Over the course of that research I also learned that some storms are so powerful that they reshape barrier islands. This redistribution of sediment can allow those barrier islands, typical of those along the eastern seaboard of the United States, a chance to keep pace with sea level rise. To see how this works, look at Figure 2, which shows how a major storm can pluck sand from the barrier island beach and deposit it in the back bay. Over time the shoreline moves inland and upland. Yet if that natural redistribution of sediment is interrupted, the barrier islands can become stranded in rising seas and starved of sediment.

Barrier Islands Migrate Upland Under Sea Level Rise

Figure 2. National Park Service figure and caption: Generalized summary of harrier island dynamics and migration (vertical scale exaggerated). Stage 1 is a hypothetical barrier island with a well-developed dune line, or series of dunes, and a forest behind. In stage 2, the sea level has risen slightly and storms have knocked the dune barrier back into the woodlands. By stage 3, much of the barrier island has been overwashed and the dunes pushed back. The marsh has grown vertically and been somewhat eroded, and some former uplands are now salt marsh as a result of sea level rise. In stage 4, the barrier has retreated considerably from its original position. Dune and overwash sand has moved completely over the old forest, which is now exposed on the ocean side. Marshes near the island interior have been covered as well. Further retreat places sand completely over the original marsh surface and into the lagoon behind, where new marshes form. At stage 6 an inlet has opened and a typical tidal delta has appeared behind it. The temporary inlet has closed in stage 7, and the tidal delta now supports salt marsh and low dunes. Overwashes have tied the marsh islands to the main barrier and have filled in the old channels in stage 8. The salt marshes are now well developed on the old tidal delta, woods have grown upon the low dunes on these marsh islands, the salt marsh fringe behind the barrier is expanding, and on the barrier itself new dune lines and woodlands have formed where only a time ago there was water.

For example, this interruption of sediment redistribution occurred on a small scale for those profiles I surveyed over parking lots or building structures that stood where dunes used to be. The damage to those structures and the loss of naturally protective landforms was accelerated, leaving the built environment even more exposed to the next storm.

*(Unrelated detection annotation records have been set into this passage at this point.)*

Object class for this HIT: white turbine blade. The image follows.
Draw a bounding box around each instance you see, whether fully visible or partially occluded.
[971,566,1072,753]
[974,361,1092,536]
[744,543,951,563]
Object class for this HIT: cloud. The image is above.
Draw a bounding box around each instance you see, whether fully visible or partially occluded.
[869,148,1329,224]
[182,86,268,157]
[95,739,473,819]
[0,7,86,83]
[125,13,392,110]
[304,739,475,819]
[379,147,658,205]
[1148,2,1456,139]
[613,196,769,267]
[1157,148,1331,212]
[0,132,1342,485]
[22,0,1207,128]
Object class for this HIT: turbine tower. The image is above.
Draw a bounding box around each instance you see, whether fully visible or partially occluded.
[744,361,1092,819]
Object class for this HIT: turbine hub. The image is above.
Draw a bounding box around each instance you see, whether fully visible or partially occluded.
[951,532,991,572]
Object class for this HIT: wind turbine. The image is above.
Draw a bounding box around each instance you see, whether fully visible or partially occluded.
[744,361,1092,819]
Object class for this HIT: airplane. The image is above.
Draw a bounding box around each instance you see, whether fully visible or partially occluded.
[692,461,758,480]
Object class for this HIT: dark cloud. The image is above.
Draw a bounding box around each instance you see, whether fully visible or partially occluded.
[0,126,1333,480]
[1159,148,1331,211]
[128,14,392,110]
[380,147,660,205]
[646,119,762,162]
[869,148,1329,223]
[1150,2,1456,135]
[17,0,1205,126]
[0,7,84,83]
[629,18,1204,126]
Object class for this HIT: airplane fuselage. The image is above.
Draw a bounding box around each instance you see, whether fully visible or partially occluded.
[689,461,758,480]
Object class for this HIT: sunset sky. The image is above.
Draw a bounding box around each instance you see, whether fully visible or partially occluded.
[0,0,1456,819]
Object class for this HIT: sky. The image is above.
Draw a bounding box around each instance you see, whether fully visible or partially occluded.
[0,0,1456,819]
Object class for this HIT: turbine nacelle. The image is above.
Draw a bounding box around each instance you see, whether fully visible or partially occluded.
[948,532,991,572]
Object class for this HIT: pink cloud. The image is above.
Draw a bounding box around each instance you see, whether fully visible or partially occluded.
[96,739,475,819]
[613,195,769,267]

Many communities along the path of Hurricane Sandy have learned these lessons as well, and have opted to place new construction behind dunes or create new dunes in front of homes, buildings and roads. A challenge remains because many buildings were built before these natural defensive options were fully appreciated. Expensive beach replenishment – over a million dollars a mile – is often the cost of living along the coast in many parts of the world, including North America. Especially for coastlines where most people live, the shoreline is prevented from migrating upland and inland. This makes the choices even harder for how to best protect lives and property under climate change that accelerates sea level rise, which in turn can enhance storm surge heights.

The bottom line is that many of the decisions we made about building along our coasts were made before we fully appreciated the vulnerability of those shores to storms, and today our options are more limited because of those choices and because of accelerating sea-level rise. This means we have to leap-frog ahead to create coastal communities that are resilient to the storms of the coming century.

Many communities have relied on seawalls. But they can give a false sense of security. As I think about the 12 foot high wave of 10 second period that can pummel around 590,000 foot-pounds of energy per foot of wave crest, seawalls starts to seem more like my sandcastle I built as a child. Natural barriers that can move with the ocean and its waves – not hardened structures – are sometimes the better protection for people and property further inland. We all like to live near or visit the coast, and collectively we all have a stake in figuring out the best way we can protect properties and lives.